Another side point: You can also split your filter in two filters (one for the bin, and one for pass/fail) and you’ll do even less work in the event loop.

I think we cannot do more from our side. Feel free to report any other unexpected features you may experience!

Best
Stefan

eguiraud · February 7, 2020, 3:32pm

Thanks @swunsch!
So pure C++ runs in 5s, C++ with just-in-time compilation in 40s.

There is definitely margin for improvement there, just-in-time compilation (which is unavoidable using RDF from python, by the way) should not take that long.

@mdunser on top of the pure C++, using TH3’s will give another speed-up, and multi-threading too as Stefan said. I think we all agree that the performance from the python side is…less than ok. I’ll reply here if we have any update on that (it does not take 40s to compile that code, so there should be margin for improvement).

Cheers,
Enrico

mdunser · February 7, 2020, 3:34pm

Hi Stefan,

thanks a lot for the code. I’m traveling now, but will give it a shot on Monday. I will also see how the different solutions scale with the number of histograms, I see in your example this only does a few bins, instead of the ~1000 I’ll need to run in the end.

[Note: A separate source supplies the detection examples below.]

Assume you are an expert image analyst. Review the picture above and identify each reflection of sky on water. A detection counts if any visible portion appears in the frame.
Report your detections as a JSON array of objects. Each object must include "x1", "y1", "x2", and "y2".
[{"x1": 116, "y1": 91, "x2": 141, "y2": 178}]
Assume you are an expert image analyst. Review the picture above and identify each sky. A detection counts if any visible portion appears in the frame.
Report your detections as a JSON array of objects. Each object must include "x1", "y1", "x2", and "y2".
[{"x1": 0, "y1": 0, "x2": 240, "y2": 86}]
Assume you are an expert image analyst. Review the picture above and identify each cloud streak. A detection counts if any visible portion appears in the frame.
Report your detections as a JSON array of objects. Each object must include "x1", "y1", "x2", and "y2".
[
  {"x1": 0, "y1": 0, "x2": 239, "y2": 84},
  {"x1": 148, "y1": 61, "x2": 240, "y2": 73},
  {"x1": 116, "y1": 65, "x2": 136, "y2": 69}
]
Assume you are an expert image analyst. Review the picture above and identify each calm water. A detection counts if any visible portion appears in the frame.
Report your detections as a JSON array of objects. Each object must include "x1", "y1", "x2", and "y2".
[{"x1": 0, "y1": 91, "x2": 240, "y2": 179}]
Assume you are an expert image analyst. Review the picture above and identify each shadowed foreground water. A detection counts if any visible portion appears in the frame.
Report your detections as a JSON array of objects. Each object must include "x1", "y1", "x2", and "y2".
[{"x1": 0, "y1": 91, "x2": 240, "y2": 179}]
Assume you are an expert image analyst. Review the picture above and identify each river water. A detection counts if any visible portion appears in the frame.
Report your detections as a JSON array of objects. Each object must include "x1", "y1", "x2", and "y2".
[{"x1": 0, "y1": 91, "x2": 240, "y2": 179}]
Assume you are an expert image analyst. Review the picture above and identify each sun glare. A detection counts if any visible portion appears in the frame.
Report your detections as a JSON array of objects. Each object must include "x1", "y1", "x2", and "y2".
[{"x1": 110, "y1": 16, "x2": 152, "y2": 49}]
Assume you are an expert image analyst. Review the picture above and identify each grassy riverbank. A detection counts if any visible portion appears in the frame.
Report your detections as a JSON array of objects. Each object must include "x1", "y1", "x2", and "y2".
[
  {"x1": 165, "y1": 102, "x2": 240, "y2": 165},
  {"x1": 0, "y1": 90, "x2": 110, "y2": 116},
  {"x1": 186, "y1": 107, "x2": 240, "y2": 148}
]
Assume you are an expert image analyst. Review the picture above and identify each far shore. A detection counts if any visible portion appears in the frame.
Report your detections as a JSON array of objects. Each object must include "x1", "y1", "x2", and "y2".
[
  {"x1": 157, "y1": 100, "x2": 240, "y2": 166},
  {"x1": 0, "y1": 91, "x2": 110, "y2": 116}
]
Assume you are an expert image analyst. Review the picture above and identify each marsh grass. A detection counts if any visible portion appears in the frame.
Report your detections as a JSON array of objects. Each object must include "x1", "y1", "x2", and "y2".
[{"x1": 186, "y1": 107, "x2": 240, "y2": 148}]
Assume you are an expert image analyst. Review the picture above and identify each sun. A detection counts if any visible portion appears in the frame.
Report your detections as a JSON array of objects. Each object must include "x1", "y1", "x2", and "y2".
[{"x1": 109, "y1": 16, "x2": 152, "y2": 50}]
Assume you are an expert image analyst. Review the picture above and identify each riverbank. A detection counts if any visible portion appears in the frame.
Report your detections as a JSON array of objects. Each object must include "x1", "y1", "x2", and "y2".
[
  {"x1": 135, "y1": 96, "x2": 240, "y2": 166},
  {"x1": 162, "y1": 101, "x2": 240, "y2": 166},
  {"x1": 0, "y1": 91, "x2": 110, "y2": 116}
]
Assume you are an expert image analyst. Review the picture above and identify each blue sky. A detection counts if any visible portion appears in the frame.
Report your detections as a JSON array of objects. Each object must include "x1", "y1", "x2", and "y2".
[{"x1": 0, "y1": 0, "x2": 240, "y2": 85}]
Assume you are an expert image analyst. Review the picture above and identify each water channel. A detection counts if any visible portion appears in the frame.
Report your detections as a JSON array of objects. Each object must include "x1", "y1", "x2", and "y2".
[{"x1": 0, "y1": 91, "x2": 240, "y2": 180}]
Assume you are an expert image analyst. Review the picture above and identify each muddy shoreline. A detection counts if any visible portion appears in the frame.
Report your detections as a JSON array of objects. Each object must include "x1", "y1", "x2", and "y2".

And I fully agree that doing multiple TTree::Draw commands is suboptimal, that’s why I wanted to go RDataFrame in the first place ; )

Thanks a bunch for the help in any case!

Have a good weekend,
-m

eguiraud · February 9, 2020, 10:48pm

Hi,
starting with @swunsch’s C++ rewriting, I investigated a little bit. I wanted to figure out where the extra time was spent in the python version vs the C++ version. The obvious difference is that in the C++ version code is compiled ahead of time (as usual, by the compiler) and optimized, while in the python version the code is compiled just-in-time by the ROOT interpreter, and the ROOT interpreter does not do compiler optimization, at least by default.

First of all, with some timers I could verify that time is not spent in the just-in-time compilation itself, but actually running the event loop.

Here are measurements for increasing number of bins (i.e. increasing numbers of Filters and Histo1Ds), compiled code vs just-in-time compiled, with and without compiler optimizations. All runs were single-thread.

All compiled, O3

filters  runtime (s)
18      9.76
162     119.86
392     303.188

All compiled, O0

filters  runtime (s)
18      35.09
162     331.538
392     802.401

Filters just-in-time compiled, program compiled with O3

filters runtime (s)
18     35.5791
162    629.376
392    1511.88

Filters just-in-time compiled, program compiled with O0

filters runtime (s)
18     37.7406
162    647.737
392    1560.87

So program optimization definitely plays a role, but there is a factor 2 between just-in-time compiled filters and filters compiled with O0 for larger number of histograms that I’m not sure where it comes from, and it would be interesting to investigate (although I’m not quite sure how yet).

Cheers,
Enrico

all_compiled.cpp (2.0 KB) jitting_filters.cpp (2.0 KB)

system · February 23, 2020, 10:51pm

This topic was automatically closed 14 days after the last reply. New replies are no longer allowed.